Risk-based Capital Regulations

The capital base is not limited to equity plus retained earnings. It includes any debt subordinated to other commitments by the bank. Equity represents at least 50% of the total capital base for credit risk. Equity is also the "tier 1" of capital or the "core capital."

The Cooke ratio stipulates that the capital base should be at least 8% of weighted assets. The weights depend upon the credit quality of the borrowers and the transaction, as described below. For market risk, the rules are more complex because the regulations aim at capturing the economics of market risk, taking advantage of the widely available information on market parameters and prices. The basic idea was the same, defining the minimum amount of the capital charge, as a function of risks assessed either through rules defining capital charge by transaction or VaR-based risk models for market risk. After bank VaR-based models were authorized in 1996-97, they became widespread in the banking industry from the late 1990s.

Capital Requirements

Traditionally, capital represents a very small fraction of total assets of banks, especially when comparing the minimum requirements to similar ratios of non-financial institutions. A capital percentage of 8% of assets, the now famous "Cooke" ratio of capital to risk-weighted assets, is equivalent to a leverage ratio (debt/equity ratio) of 92/8 — 11.5. The high leverage of banking institutions results from a number of factors. Smooth operations of banks require easy and immediate access to financial markets, as long as the perceived risk by potential lenders remains acceptable.

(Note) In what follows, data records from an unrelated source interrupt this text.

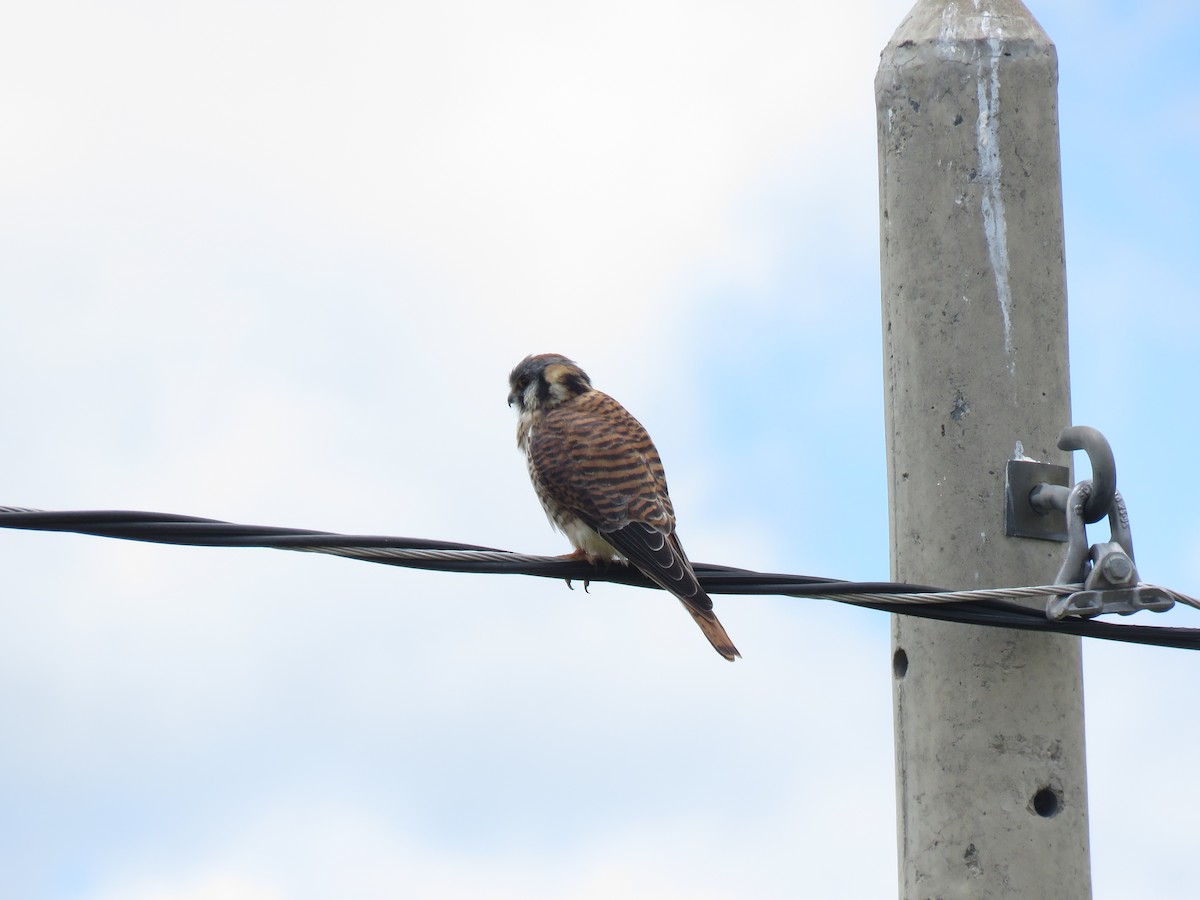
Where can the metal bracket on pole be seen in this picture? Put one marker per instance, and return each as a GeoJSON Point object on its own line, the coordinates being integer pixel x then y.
{"type": "Point", "coordinates": [1107, 569]}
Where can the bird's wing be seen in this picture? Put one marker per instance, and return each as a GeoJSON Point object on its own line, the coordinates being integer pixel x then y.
{"type": "Point", "coordinates": [600, 466]}
{"type": "Point", "coordinates": [598, 462]}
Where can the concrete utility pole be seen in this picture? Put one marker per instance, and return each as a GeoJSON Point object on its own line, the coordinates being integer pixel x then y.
{"type": "Point", "coordinates": [989, 724]}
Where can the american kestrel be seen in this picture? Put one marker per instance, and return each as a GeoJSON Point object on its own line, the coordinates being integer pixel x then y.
{"type": "Point", "coordinates": [600, 480]}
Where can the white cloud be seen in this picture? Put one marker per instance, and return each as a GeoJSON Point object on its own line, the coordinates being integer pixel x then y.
{"type": "Point", "coordinates": [273, 263]}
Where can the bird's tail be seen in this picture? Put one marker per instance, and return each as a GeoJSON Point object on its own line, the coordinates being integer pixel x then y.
{"type": "Point", "coordinates": [714, 631]}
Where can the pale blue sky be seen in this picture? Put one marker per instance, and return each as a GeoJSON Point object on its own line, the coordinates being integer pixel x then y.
{"type": "Point", "coordinates": [271, 263]}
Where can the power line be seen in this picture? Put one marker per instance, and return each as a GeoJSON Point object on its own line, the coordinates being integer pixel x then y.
{"type": "Point", "coordinates": [994, 607]}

The 8% ratio of capital to weighted assets seems too high if compared to average observed default rates in good conditions, and perhaps too low with portfolios of high-risk borrowers under stressed conditions. But the 8% ratio makes sense when considering diversification effects. Regulators' 8% ratio shows that they estimated that a bank could not lose more than 8% of their total risk-weighted portfolio of loans for credit risk, given diversification.